Segundo o painel de monitoramento da Diretoria de Vigilância Ambiental e Epidemiológica, Zoonoses e Saúde do Trabalhador (Dvae), os atendimentos ocorreram em unidades de saúde das redes pública e privada. Até as 15h desta segunda-feira, apenas um paciente permanecia internado.
Dois óbitos seguem sob investigação
O levantamento também aponta dois óbitos em investigação pelo Centro de Informações Estratégicas e Respostas em Vigilância em Saúde (Cievs), que irá apurar se há relação entre as mortes e a exposição ao estireno.
O primeiro caso envolve um homem de 60 anos, que morreu no dia 16 de julho. O segundo é de um trabalhador do Distrito Industrial, de 66 anos, cuja morte foi registrada na madrugada de domingo (19).
Até o momento, a Semsa informou que ainda não é possível confirmar a relação entre os óbitos e a intoxicação.
Maioria dos atendimentos ocorreu nos dois dias seguintes ao vazamento
Segundo o informe, 91 pessoas procuraram atendimento no dia do incidente, em 15 de julho.
A maior demanda ocorreu nos dois dias seguintes:
- 16 de julho: 364 atendimentos;
- 17 de julho: 163 atendimentos.
Nos três dias posteriores, a procura caiu para 30 atendimentos.
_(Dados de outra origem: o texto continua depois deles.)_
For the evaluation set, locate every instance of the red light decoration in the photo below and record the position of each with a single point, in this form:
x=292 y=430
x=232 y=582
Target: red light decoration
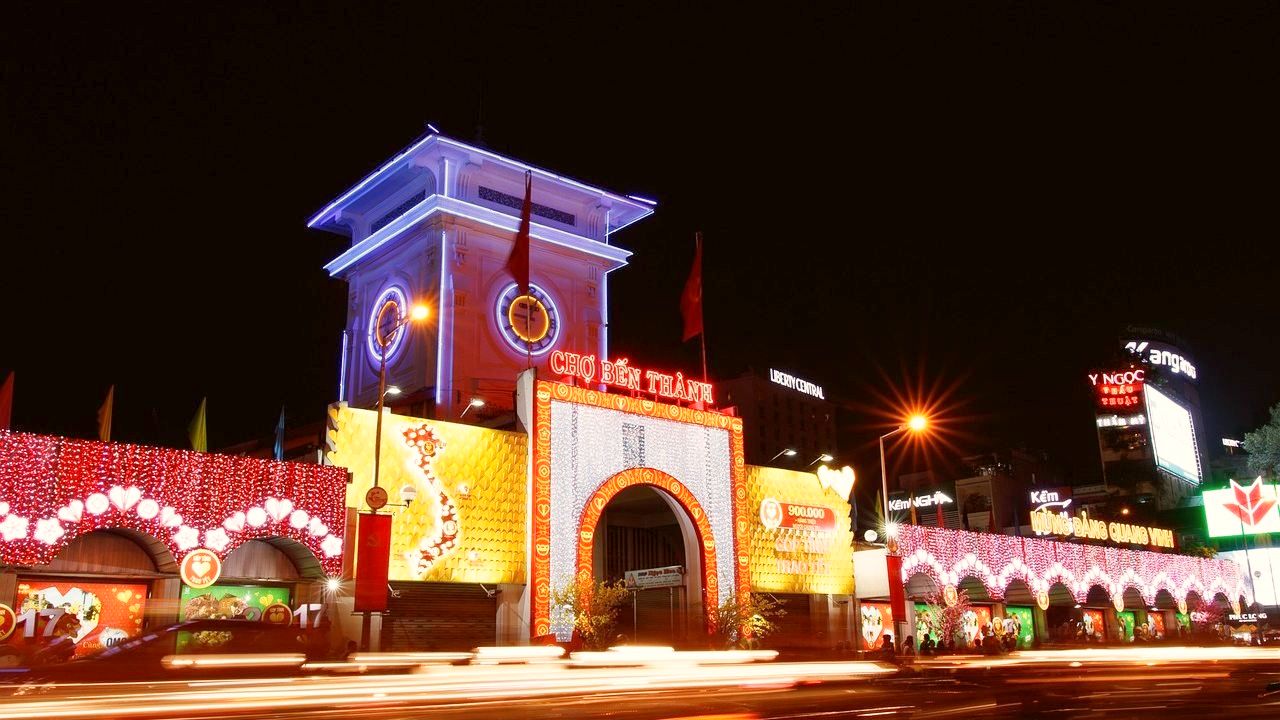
x=949 y=556
x=54 y=490
x=621 y=374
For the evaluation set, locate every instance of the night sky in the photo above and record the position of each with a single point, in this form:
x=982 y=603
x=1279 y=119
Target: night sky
x=960 y=204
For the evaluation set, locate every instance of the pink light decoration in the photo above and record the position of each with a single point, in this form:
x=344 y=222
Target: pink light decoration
x=54 y=490
x=950 y=556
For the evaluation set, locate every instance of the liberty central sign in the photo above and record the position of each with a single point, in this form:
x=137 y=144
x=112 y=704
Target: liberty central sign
x=796 y=383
Trabalhadores foram os mais expostos ao estireno
O levantamento aponta que o tempo médio de exposição ao gás foi de aproximadamente três horas.
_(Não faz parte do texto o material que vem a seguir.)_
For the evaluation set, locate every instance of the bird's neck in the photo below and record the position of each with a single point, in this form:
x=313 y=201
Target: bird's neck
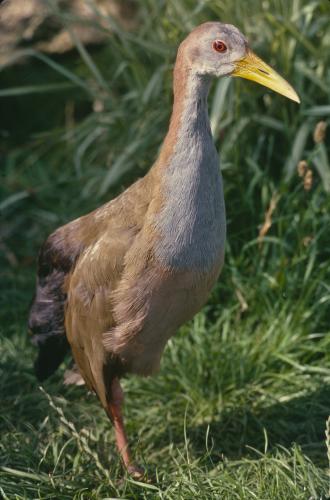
x=190 y=113
x=190 y=224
Entre as pessoas atendidas:
- 67% tiveram contato com o estireno no ambiente de trabalho;
- 19% relataram exposição em casa;
- 10% estavam em áreas externas;
- menos de 1% informou outros locais.
A faixa etária mais atingida foi a de 20 a 59 anos, embora também tenham sido registrados atendimentos de crianças, adolescentes e bebês com menos de um ano.
Sintomas respiratórios foram os mais frequentes
Segundo a Semsa, 78% dos pacientes apresentaram sintomas respiratórios, enquanto 20% tiveram alterações na pele.
Durante a ocorrência, o Serviço de Atendimento Móvel de Urgência (Samu 192) realizou 13 remoções de pessoas que precisaram de atendimento imediato após a exposição ao gás.
Semsa mantém monitoramento da população
A diretora da Dvae, Marinélia Ferreira, informou que o monitoramento epidemiológico continua mesmo após o controle do vazamento.
“Os protocolos de vigilância indicam a necessidade de monitoramento das pessoas expostas por 48 a 72 horas, com prioridade para pessoas sintomáticas, trabalhadores diretamente envolvidos, gestantes, crianças, idosos e indivíduos com doenças respiratórias ou cardiovasculares preexistentes”, afirmou.
A Semsa informou que seguirá divulgando boletins epidemiológicos com a evolução dos atendimentos e do monitoramento dos pacientes.